By Bill Maher
The state Supreme Court of Wisconsin has upheld the convictions of Dale and Leilani Neumann, who, back in 2008, tried to pray their young daughter's diabetes away instead of treating it medically. Or, what's otherwise known as "the Republican alternative to Obamacare."
According to court records, the Neumanns "identify as Pentecostals" and believed that, if they prayed hard enough and got others to pray too, Jesus would intercede and cure their daughter as her condition deteriorated. Well, Jesus didn't -- he let their prayers go directly to voicemail -- and the little girl died.
Dale, the dad, testified that he never imagined his daughter would die and, even after she did, he thought Jesus would raise her from the dead, you know, like He did with Lazarus. And once or twice with Dick Cheney.
The issue in this case is that Wisconsin has a reckless homicide law, which the Neumanns were found guilty of, but it also has, along with 16 other states, a "faith healing privilege" that provides a "religious exception" to child health and safety laws for parents of faith who pursue treatment through prayer. You can be negligent as long as it's in the name of God.
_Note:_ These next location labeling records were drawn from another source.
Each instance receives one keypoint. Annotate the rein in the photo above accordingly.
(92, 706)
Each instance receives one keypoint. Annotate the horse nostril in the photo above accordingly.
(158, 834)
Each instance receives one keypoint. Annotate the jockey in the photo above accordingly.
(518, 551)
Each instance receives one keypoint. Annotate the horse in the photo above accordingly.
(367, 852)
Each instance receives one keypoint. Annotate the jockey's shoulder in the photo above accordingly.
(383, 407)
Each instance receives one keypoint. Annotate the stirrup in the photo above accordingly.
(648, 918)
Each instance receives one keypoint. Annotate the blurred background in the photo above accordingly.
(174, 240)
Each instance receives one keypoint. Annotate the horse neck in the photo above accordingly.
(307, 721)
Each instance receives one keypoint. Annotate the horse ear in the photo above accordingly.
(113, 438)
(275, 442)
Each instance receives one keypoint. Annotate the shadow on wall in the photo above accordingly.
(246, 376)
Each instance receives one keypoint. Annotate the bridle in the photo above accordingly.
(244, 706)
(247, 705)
What makes the Neumann's case all the more tragic is that their family pediatrician says the daughter's condition was highly treatable and that her life could have been saved "well into the day of her death."
When you see a very specific case like this where a single girl dies because denial and blind faith are substituted for science and responsible treatment, it seems like an outrage. But, when it comes to global warming, aren't we accepting that very same behavior on a much larger, much more dangerous scale?
Many global warming deniers -- even some in Congress -- do so in the name of faith. "It's all in God's hands," they say. But, just as in the Neumann case, the diagnosis has been confirmed, a treatable condition is being left to deteriorate and a reliable cure is being ignored. If we don't allow parents in this society to pray the diabetes away, why would we allow a bunch of faith-based hayseeds to pray the climate change away?